I implemented NCryptExportKey, but need manage FLAG 0x4000000

[Mondin Marco]

I see in ncrypt dll NCryptExportKey is not implementetd, and NCryptImportKey yes.
In bcrypt are every two implemented, ncrypt is retranslated to bcrypt call.

I try to implement in ncrypt, looking import implementation. But it bring me to a stack exception in NCryptFreeObject.

My test was quite simple:

Code: Select all

SECURITY_STATUS WINAPI NCryptExportKey(NCRYPT_KEY_HANDLE handle, NCRYPT_KEY_HANDLE decrypt_key,
                                       const WCHAR *type, NCryptBufferDesc *params, BYTE *data,
                                       DWORD datasize, DWORD *pcbResult, DWORD flags)
{
    struct object *object = (struct object *)(&handle); 
    NTSTATUS status;
    status = BCryptExportKey(object->key.bcrypt_key, NULL, type, data, datasize, pcbResult, 0); 
    return ERROR_SUCCESS;
}

I think is needed an analisys on NULL pointers in NCryptExportKey before calling BCryptExportKey, but is not so easy.

Someone have suggestions?

[Mondin Marco]

I modified ncrypt.spec, main.c and ncrypt.h to implement NCryptExportKey.
This worked, because BCrypt has a compatible implementation, but application I'm testing make use of NCRYPT_PERSIST_ONLY_FLAG.

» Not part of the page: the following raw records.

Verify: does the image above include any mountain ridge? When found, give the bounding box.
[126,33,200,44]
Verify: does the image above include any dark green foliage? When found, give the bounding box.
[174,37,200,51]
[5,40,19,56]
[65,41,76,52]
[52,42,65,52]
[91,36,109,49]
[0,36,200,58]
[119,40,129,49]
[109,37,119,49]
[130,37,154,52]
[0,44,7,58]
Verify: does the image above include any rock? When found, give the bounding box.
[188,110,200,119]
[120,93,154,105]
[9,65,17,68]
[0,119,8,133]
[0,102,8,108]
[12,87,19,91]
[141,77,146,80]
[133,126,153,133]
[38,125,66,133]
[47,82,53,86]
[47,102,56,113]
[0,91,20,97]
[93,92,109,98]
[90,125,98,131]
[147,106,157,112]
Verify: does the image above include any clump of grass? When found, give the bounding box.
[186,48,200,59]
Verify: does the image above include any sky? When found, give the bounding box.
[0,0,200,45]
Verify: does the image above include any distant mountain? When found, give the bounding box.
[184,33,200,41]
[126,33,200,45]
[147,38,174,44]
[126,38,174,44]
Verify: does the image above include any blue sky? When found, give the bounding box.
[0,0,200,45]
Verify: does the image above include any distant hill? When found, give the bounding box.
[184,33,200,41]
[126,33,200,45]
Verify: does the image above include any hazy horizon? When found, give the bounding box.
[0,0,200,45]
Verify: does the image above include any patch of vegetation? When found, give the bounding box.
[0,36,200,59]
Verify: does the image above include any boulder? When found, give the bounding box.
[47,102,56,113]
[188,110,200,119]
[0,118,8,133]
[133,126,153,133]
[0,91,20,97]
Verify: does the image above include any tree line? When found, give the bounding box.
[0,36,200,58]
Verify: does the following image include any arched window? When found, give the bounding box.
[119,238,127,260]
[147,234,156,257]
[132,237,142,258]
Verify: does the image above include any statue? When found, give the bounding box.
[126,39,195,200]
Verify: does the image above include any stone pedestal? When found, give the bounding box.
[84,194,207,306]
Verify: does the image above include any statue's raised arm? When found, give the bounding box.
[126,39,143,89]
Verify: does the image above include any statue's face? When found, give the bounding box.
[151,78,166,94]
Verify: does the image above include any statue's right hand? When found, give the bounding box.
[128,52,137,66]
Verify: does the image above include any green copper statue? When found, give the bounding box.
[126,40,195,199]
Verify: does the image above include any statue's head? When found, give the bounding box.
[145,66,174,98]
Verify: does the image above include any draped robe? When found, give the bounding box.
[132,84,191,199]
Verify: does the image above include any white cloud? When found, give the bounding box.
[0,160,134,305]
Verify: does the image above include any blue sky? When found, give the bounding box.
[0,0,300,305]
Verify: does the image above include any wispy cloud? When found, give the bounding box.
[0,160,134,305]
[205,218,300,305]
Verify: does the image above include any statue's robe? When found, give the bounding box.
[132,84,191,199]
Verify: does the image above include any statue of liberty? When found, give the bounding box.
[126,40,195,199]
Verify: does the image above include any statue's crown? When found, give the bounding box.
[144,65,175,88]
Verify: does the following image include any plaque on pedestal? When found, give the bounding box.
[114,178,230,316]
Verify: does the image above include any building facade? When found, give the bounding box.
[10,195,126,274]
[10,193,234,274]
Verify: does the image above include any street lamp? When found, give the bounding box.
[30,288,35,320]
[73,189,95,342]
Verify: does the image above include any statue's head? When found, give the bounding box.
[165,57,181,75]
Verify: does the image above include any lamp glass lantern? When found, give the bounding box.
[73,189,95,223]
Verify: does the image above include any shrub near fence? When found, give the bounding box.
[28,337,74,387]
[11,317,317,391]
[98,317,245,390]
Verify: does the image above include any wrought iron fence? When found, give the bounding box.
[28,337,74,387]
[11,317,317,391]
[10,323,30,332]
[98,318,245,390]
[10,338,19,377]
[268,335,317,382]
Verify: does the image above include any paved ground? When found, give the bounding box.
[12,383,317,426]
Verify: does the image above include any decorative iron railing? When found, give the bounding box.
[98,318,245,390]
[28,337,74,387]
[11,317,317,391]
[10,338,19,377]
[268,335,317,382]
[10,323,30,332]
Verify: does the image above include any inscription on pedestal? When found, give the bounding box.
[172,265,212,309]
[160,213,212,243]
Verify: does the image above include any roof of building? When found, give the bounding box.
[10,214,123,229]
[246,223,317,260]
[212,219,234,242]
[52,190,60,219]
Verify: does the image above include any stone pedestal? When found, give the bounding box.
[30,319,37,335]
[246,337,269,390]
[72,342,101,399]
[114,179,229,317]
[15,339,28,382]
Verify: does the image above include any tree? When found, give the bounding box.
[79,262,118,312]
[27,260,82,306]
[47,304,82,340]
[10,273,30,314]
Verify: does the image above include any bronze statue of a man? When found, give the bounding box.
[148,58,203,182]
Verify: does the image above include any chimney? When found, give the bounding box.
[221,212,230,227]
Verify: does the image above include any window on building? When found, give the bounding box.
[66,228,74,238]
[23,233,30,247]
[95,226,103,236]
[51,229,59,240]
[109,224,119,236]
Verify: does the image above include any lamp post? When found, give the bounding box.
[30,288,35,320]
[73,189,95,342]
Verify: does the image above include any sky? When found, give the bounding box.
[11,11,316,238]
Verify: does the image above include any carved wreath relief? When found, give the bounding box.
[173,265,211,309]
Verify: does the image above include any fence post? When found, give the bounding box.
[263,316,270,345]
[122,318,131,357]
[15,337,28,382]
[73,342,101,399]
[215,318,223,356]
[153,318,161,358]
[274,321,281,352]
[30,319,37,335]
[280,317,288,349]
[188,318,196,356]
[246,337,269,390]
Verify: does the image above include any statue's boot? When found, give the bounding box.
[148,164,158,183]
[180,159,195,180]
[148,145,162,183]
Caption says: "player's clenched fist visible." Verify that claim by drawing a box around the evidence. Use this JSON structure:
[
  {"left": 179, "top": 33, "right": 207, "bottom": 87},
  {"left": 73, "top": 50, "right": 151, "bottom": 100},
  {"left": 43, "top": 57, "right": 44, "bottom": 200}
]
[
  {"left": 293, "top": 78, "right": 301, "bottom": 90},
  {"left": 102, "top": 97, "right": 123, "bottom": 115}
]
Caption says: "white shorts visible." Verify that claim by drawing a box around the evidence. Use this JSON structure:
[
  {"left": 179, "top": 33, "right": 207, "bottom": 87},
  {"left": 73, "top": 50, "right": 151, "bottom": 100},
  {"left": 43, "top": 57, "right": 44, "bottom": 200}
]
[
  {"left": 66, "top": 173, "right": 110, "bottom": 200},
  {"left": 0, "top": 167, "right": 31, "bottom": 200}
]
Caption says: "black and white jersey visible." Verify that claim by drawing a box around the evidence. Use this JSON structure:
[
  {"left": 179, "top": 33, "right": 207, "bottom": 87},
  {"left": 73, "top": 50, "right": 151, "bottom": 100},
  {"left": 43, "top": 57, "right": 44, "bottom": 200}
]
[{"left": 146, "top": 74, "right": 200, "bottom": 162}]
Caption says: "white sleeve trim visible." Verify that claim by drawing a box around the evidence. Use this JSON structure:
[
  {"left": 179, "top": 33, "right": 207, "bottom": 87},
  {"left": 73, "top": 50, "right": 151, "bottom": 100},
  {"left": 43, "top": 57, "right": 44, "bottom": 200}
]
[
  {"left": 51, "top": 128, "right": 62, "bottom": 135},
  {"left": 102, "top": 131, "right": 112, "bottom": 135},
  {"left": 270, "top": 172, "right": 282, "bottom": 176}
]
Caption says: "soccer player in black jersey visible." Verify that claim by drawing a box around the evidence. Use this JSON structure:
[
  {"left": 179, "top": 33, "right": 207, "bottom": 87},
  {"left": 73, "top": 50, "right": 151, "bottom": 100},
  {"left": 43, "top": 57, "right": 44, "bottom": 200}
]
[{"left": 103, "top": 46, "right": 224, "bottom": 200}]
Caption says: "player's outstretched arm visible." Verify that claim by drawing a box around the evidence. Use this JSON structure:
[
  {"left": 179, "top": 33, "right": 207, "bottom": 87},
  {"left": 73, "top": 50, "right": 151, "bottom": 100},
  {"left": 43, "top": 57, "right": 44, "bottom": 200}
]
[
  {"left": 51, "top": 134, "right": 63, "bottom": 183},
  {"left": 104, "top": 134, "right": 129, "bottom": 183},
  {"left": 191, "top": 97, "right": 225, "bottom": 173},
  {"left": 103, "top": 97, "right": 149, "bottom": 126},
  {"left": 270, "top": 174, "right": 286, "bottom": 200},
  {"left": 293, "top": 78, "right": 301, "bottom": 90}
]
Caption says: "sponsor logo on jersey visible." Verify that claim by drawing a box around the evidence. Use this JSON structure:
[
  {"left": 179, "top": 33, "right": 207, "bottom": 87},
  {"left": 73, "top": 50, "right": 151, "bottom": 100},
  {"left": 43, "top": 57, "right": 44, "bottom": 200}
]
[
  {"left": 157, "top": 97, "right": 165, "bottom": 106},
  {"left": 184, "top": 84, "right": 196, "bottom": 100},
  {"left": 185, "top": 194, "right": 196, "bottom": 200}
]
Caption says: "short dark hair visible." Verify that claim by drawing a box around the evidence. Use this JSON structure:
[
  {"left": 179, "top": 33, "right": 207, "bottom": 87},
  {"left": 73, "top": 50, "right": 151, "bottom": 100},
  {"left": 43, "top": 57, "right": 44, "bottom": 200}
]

If I try to ignore this flag, it make all unstable and unpredictable work.

Something go wrong in NCryptFreeObject (Randomly).

Code: Select all

04b4:err:eventlog:ReportEventW L"Application: CODESYS.exe\nFramework Version: v4.0.30319\nDescription: The process was terminated due to an unhandled exception.\nException Info: System.AccessViolationException\n   at Microsoft.Win32.SafeHandles.SafeNCryptProviderHandle.NCryptFreeObject(IntPtr)\n   at Microsoft.Win32.Safe"...
04b4:fixme:advapi:DeregisterEventSource (00000000CAFE4242) stub

Unhandled Exception: 04b4:fixme:ver:GetCurrentPackageId (000000000334B020 0000000000000000): stub
Unhandled Exception: System.AccessViolationException: Attempted to read or write protected memory. This is often an indicati
on that other memory is corrupt.
   at Microsoft.Win32.SafeHandles.SafeNCryptProviderHandle.NCryptFreeObject(IntPtr hObject)
   at Microsoft.Win32.SafeHandles.SafeNCryptProviderHandle.ReleaseNativeHandle()
   at Microsoft.Win32.SafeHandles.SafeNCryptHandle.ReleaseHandle()
   at System.Runtime.InteropServices.SafeHandle.InternalFinalize()
   at System.Runtime.InteropServices.SafeHandle.Finalize()
wine: Unhandled page fault on read access to FFFFFFFFFFFFFFFF at address 000000017002AEF8 (thread 04b4), starting debugger..

Any suggestion on how manage NCRYPT_PERSIST_ONLY_FLAG?

[Mondin Marco]

In first message I changed:
struct object *object = (struct object *)(&handle);
to
struct object *object = (struct object *)handle;

This make export working.
Now I need to solve problem of second message.

[Mondin Marco]

Only for test purpose i put a reuturn in NCryptFreeObject after call, before various free(...), this surely bring in a memory leak, but now installer work, packages are installed, signatures working. So NCRYPT_PERSIST_ONLY_FLAG probability could be managed in a key property avoiding free when this property is set. I think resulting key obtained should be stored in some static object to return same key in many request avoiding many allocations.

In Codesys3.5.18(64bit) "Codesys Installer" is needed to install various necessary packages, so dll should compiled also in 32bit, due this program is released only in 32bit version.